The expression of cystathionine-gamma-lyase (CSE), the H2S-forming enzyme, was evaluated by Western-blotting and real-time PCR. The secretion of TNF-α, MCP-1 and adiponectin was determined by radioimmunoassay and enzyme-linked immunosorbent assay (ELISA), respectively. Lentiviral empty vector and vector expressing mouse CSE were used for in vitro transduction.

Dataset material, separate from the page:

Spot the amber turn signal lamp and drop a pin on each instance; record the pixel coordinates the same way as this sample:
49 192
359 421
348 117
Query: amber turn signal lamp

High glucose (HG) significantly decreased CSE expression at both protein and mRNA levels in mature 3T3-L1 adipocytes. In parallel, HG significantly increased secretion of MCP-1 while decreasing secretion of adiponectin, but had no effect on secretion of TNF-α. HG induced changes in MCP-1 and adiponectin secretion were partly attenuated by forced expression of CSE or sodium hydrosulfide (NaHS), a source of exogenous H2S.
High glucose induces aberrant secretion of adipokines in mature 3T3-L1 adipocytes, favoring inflammation. The mechanism is partly related to inhibition of CSE/ H2S system.
脂肪因子分泌失调会导致与2型糖尿病(T2DM)相关的亚临床全身炎症。然而,其潜在机制尚未完全明确。硫化氢(H2S)作为一种内源性气体递质,具有抗炎活性。本研究旨在探讨H2S是否可能参与高糖诱导的3T3-L1脂肪细胞中脂肪因子的分泌。
采用蛋白质免疫印迹法和实时定量PCR评估硫化氢生成酶胱硫醚-γ-裂解酶(CSE)的表达。分别采用放射免疫分析法和酶联免疫吸附测定法(ELISA)测定肿瘤坏死因子-α(TNF-α)、单核细胞趋化蛋白-1(MCP-1)和脂联素的分泌。利用慢病毒空载体和表达小鼠CSE的载体进行体外转导。
高糖(HG)显著降低成熟3T3-L1脂肪细胞中CSE的蛋白和mRNA水平表达。同时,HG显著增加MCP-1的分泌,降低脂联素的分泌,但对TNF-α的分泌无影响。通过强制表达CSE或外源性H2S来源硫氢化钠(NaHS),部分减弱了HG诱导的MCP-1和脂联素分泌的变化。
高糖诱导成熟3T3-L1脂肪细胞中脂肪因子异常分泌,促进炎症反应。其机制部分与CSE/H2S系统的抑制有关。